Netscape Communications Corp., a subsidiary of Internet and media giant AOL Time Warner Inc., filed a lawsuit against Microsoft Corp. Tuesday, alleging that the software maker harmed Netscape with anticompetitive practices related to the Windows operating system.
The lawsuit was filed in the U.S. Federal District Court for the District of Columbia, according to a statement from Netscape. Best known for its Netscape Navigator Web browser, Netscape was acquired by America Online Inc. in 1999. AOL in turn merged with Time Warner Inc. last year.
Microsoft's illegal anticompetitive practices were confirmed in a ruling by a federal district court in June 2000 and upheld by a U.S. appeals court in June of last year.
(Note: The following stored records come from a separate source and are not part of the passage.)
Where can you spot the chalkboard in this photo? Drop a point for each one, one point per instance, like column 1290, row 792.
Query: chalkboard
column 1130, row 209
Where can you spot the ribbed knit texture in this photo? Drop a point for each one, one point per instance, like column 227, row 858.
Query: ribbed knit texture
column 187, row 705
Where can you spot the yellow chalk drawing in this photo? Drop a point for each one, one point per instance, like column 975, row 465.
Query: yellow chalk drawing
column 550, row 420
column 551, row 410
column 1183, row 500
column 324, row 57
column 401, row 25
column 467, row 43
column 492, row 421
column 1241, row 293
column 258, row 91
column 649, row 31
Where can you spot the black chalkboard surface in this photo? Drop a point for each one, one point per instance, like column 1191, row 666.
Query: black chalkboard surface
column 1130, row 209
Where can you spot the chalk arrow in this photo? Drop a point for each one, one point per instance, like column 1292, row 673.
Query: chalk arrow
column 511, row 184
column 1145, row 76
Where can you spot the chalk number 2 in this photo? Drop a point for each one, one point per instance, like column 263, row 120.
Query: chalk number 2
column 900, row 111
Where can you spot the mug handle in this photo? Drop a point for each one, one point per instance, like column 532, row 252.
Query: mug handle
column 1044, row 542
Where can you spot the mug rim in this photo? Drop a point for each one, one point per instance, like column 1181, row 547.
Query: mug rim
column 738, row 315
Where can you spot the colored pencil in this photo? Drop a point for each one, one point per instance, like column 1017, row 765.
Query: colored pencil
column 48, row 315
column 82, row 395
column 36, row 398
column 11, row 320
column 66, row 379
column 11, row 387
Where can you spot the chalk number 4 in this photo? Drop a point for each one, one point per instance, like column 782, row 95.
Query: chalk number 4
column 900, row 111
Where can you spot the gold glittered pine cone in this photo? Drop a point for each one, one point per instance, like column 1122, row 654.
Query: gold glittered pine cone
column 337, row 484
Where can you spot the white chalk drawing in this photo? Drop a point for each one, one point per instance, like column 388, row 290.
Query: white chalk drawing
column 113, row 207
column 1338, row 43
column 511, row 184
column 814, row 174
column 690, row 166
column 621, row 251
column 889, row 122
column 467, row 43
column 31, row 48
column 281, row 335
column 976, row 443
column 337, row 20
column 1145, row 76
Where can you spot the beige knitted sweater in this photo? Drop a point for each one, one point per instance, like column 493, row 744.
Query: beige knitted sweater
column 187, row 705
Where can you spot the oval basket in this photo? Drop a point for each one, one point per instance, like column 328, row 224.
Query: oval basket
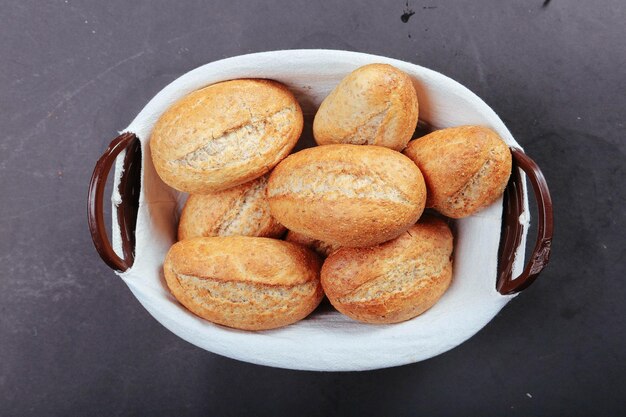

Netscape argued in its lawsuit Tuesday that those anticompetitive practices "resulted in harm to competition and antitrust injury to Netscape in particular," the company said in its statement.
One legal observer wasn't surprised by Netscape's legal move.
"The district court found that liability in connection with Microsoft's conduct was in large part directed at suppressing Netscape," said Mark Schechter, a partner at the law firm Howrey Simon Arnold & White LLP in Washington, D.C. "The court of appeals affirmed it. It's not surprising (Netscape) would piggy back on those findings."
Microsoft declined to comment on the lawsuit in detail, but said it was disappointed at AOL's course of action. "The company has been using politics and legalese to compete against Microsoft for years. It's our feeling that this is just the next tactic in their plans," Microsoft spokesman Matt Pilla said.
The lawsuit is similar to the U.S. government's federal antitrust case against Microsoft, Netscape said. That case centered on a claim that Microsoft abused its monopoly power by cutting deals with PC manufacturers that ultimately hindered sales of Netscape Navigator. The U.S. Department of Justice and nine state attorneys general have reached a tentative settlement in the federal case, but nine other states and the District of Columbia have refused to sign off on the deal and continue to pursue legal action against Microsoft.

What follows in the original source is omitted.